講師は横浜美術館で開催されている「魅惑のニッポン木版画」展を担当した学芸員の太田雅子氏。
美術館協力会の講演会は30年近く会員を継続しているが、初めて参加した。油彩画や日本画の基本的な技術についても無知であるが、木版画など版画についてはさらに無知である。ほんの少しでもその技術的な側面がわかればという思いで参加させてもらった。
残念ながらその思いは達せられなかったが、それでも素人なりに得るところは大きかったと思う。
江戸時代に高度に発展していた浮世絵などの技法を背景に明治期以降に多様な表現を獲得して、戦後も大きな飛躍を遂げだ木版画は、現代も多様な技法と多様な表現への挑戦が続けられていることは理解できたと思う。
講演というよりもそれぞれの作品の背景や見どころを解説してもらったようだ。
今回の講演の前にもう一度会場を見て回り、吉田亜世美という作家の「YEDOENSIS-divine」という作品がいいと思った。展示室の外に展示されていたので、特に気に留めずに素通りしていたのだが、今回鑑賞させてもらった。
吉田博という今回も展示されている版画家が祖父、私が前回取り上げた吉田穂高・吉田千鶴子という版画家夫妻が親という家系であることは本日の講座で教えてもらった。
この作品について作者の文章が添えられている。
「春の長閑さは日本ならではの空気感に思う。桜さえなければもっと春を長閑に過ごせるのに、、、と和歌にあるように散る桜を惜しむ気持ちは1000年変わっていない。
世の中にたえて桜のなかりせば春の心はのどけからまし
“500年後の桜”
品種改良で生まれ挿し木によってのみ繁殖してきたソメイヨシノは、新たなる進化を遂げる。閉塞花は蕾のまま落下し地中で発芽を待つ。進化を遂げた動植物だけが存続を許される未来。古く錆びた鉄の遊具は人口減少を示唆し、時の経過と人間の痕跡だけを残す。未来の日本に長閑な空気感はあるのだろうか、、、」
作品の題の「YEDOENSIS」とはソメイヨシノの学名。divineとは「神聖な」という意味だが、作者は啓示のような意味合いで使用しているとのこと。人工的に作り上げられ寿命も短いソメイヨシノが、「閉塞花」という形態を獲得して「未来に生き残る」という仮想をとおしての表現である。

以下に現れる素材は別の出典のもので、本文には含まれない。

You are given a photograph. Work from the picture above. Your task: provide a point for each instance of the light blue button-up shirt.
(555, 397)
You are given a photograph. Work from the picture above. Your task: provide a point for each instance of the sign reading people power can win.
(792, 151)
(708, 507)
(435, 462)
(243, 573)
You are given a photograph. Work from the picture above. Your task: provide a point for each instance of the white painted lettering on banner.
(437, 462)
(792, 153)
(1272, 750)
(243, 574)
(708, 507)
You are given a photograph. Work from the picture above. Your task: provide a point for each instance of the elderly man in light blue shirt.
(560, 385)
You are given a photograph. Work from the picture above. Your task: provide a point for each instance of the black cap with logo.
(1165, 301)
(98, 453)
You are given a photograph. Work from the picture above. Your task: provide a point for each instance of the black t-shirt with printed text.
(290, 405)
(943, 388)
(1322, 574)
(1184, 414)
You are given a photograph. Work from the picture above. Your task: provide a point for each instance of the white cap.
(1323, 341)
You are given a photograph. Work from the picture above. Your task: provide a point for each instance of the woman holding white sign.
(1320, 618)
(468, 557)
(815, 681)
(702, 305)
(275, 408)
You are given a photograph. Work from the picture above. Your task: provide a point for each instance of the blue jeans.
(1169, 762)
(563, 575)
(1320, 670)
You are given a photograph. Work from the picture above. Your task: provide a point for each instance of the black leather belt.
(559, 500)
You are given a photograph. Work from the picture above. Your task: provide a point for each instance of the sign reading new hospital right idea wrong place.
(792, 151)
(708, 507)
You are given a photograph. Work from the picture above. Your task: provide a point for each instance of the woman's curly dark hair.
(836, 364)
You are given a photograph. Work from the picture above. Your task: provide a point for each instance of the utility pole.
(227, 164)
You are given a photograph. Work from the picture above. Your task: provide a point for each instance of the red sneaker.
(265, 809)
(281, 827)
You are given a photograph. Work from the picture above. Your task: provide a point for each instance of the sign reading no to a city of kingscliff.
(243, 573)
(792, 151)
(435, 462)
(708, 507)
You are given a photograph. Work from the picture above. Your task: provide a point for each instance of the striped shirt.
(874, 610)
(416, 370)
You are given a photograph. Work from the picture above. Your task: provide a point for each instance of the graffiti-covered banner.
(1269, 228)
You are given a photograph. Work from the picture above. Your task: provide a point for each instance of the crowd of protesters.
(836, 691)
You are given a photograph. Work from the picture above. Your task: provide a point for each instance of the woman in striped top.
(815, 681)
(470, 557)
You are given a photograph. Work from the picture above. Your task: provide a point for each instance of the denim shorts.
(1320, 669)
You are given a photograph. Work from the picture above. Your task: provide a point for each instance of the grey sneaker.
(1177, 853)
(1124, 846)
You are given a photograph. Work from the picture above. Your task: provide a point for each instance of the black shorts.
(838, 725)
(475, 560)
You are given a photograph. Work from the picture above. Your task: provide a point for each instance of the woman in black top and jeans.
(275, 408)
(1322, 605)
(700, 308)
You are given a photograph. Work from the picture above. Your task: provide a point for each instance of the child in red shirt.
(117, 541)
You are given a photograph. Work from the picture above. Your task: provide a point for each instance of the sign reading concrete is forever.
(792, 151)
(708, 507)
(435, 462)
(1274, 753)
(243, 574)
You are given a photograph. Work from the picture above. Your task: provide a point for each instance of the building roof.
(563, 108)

左の桜の枝から時間をおいて「閉塞花」がひとつずつ落下する様子が映し出される。この落下のイメージは、作者の言葉を待たずとも、ソメイヨシノのその激しい生命の燃焼の証としての豊穣な花の開花と、種としての短命さを象徴している。同時にそれを作り出した日本という国の、高齢化という現状の滅びの予感をも錆びた古いジャングルジムで象徴している、と断言できる。子供が遊ばなくなった公園に咲くソメイヨシノというイメージは、現代日本の状況そのものである。
私はこのように多弁に画家が語ってしまうことは好みではないが、白い壁に投影されたかのような紫の桜のイメージ(これが版画)と錆びたジャングルジムを配置したインスタレーションはなかなか示唆に富む。鑑賞者による他のイメージも作り上げ可能であろう。時間軸を読み込んで過去と未来を自由に飛翔するのも面白い。作者の語り以上にイメージを膨らませることができる。そのイメージをあれこれ考えるのは楽しいものである。